Jasmine Hutton

Personal information
- Born: 5 April 1999 (age 27) Brighton, England

Sport
- Country: England
- Handedness: Left Handed
- Turned pro: 2017
- Racquet used: Tecnifibre

Women's singles
- Highest ranking: No. 13 (April 2026)
- Current ranking: No. 13 (20 April 2026)
- Title: 10

Medal record
Representing England
World Team Championships
| Bronze medal – third place | 2022 Cairo | Team |
European Team Championships
| Gold medal – first place | 2022 Eindhoven | Team |
| Gold medal – first place | 2023 Helsinki | Team |
| Silver medal – second place | 2024 Uster | Team |
| Gold medal – first place | 2025 Wrocław | Team |
| Gold medal – first place | 2026 Amsterdam | Team |

= Jasmine Hutton =

English squash player

Jasmine Hutton (born 5 April 1999) is an English professional squash player. She reached a career high ranking of number 13 in the world during April 2026.

== Biography ==
In 2022, Hutton won the women's singles at the British National Squash Championships. Later that year, she won a bronze at the 2022 Women's World Team Squash Championships.
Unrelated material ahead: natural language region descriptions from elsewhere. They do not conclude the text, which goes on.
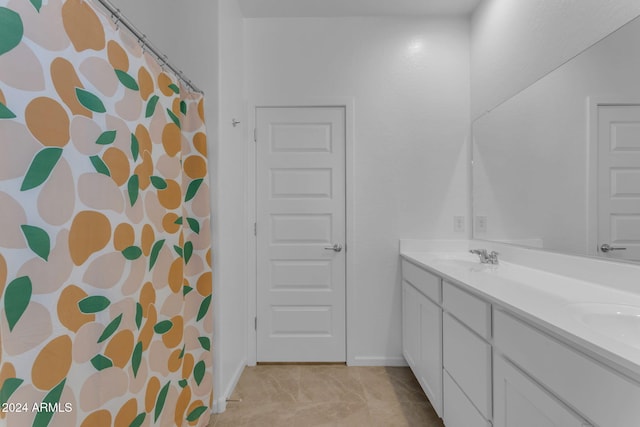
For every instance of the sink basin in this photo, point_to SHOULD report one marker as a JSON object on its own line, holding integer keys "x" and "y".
{"x": 617, "y": 321}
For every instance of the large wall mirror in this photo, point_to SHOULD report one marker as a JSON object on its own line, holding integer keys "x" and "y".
{"x": 558, "y": 165}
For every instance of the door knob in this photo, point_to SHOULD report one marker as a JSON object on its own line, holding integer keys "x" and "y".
{"x": 607, "y": 248}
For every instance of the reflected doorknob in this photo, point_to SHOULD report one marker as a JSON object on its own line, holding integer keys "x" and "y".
{"x": 607, "y": 248}
{"x": 336, "y": 248}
In 2022 and 2023, Hutton was part of the England team that won the European Squash Team Championships in Eindhoven and Helsinki respectively.

In March 2025, Hutton won her 9th PSA title after securing victory in the Calgary Open during the 2024–25 PSA Squash Tour. In May 2025, Hutton won her third European team gold medal at the 2025 European Squash Team Championships in Wrocław, Poland.

In May 2026 she won the 2026 European Team Championships in Amsterdam with England.